Pendant deux mois, les communes ont joué le rôle de facilitateur et d'animateur de territoire. Et dans ce rôle, elles ont été confrontées à un manque de souplesse dans la prise de décision de l'État. L'annonce du Gouvernement de la fermeture des marchés de plein air en est l'exemple type. Les communes ont immédiatement demandé une prise de décision au cas par cas, selon les contextes locaux. Pour Luc Bodiguel, cette crise a montré la nécessité de mieux organiser la régulation entre l'État et les collectivités.
Les missions de la restauration collective pourraient également être élargies à l'avenir. « Pendant la crise, certaines collectivités ont en effet été amenées à la réorienter vers l'aide sociale. Certaines communes, qui ont des cuisines centrales, réfléchissent aujourd'hui à un fonctionnement en couteau suisse : intégrer l'aide alimentaire… On va sortir des visions traditionnelles », analyse Gilles Maréchal.
Accompagner l'offre locale, sans la dénaturer
Côté consommateurs, le confinement a souvent été l'occasion de chercher des voies d'approvisionnement local. Les circuits courts ont vu leur demande exploser, les petits commerces locaux ont vu leur utilité renforcée. « Les producteurs locaux ont été capables de répondre à une demande multipliée par deux ou trois. En parallèle, la demande des particuliers a compensé l'absence de la restauration collective, ce qui montre qu'elle est souvent surévaluée dans les politiques publiques », souligne Gilles Maréchal.

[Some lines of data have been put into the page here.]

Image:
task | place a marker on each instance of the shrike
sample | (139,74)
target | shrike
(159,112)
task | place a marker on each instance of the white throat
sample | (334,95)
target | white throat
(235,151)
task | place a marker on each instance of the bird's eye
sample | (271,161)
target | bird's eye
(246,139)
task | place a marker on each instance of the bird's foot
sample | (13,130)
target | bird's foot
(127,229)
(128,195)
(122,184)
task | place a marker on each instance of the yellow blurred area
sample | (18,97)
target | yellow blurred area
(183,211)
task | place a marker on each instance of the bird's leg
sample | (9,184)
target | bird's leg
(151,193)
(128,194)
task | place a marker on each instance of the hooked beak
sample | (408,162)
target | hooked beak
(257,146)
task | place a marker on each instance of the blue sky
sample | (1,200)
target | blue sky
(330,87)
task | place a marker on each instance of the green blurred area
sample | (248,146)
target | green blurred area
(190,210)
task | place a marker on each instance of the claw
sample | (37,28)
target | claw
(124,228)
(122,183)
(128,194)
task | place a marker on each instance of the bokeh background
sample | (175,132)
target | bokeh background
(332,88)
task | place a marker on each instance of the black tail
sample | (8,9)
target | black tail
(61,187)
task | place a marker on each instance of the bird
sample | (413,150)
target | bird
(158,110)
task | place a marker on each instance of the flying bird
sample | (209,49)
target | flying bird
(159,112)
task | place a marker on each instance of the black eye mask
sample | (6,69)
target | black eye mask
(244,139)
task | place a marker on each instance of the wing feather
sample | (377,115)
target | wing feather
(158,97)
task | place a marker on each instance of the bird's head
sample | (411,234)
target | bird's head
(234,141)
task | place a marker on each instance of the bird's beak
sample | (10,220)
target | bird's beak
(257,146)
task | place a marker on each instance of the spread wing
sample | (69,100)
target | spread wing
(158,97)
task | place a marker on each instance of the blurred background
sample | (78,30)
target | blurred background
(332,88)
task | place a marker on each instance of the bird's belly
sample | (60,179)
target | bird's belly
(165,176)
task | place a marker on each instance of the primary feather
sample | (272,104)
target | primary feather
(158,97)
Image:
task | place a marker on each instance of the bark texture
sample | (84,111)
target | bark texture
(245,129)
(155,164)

Pour autant, le local sortira-t-il renforcé de cette crise ? « Le risque est que le circuit agro-industriel s'empare des notions de proximité pour dénaturer l'offre locale. Ce qui engendrerait une pression sur l'offre locale, le foncier... » Là aussi, les collectivités ont un rôle à jouer. Mais encore faut-il que l'État régulateur accompagne cette tendance. « On entre dans le temps des manifestes sur la souveraineté alimentaire, publiés par les uns et les autres. On voit déjà que des dérogations sont accordées aux agriculteurs. Le risque d'un affaissement des normes environnementales au nom de la crise est bien là. La question se pose sur la pérennité des nouvelles pratiques sociales et d'éventuelles mesures qui iraient à l'encontre de ces nouvelles pratiques sociales au nom de la souveraineté alimentaire », prévient Gilles Maréchal.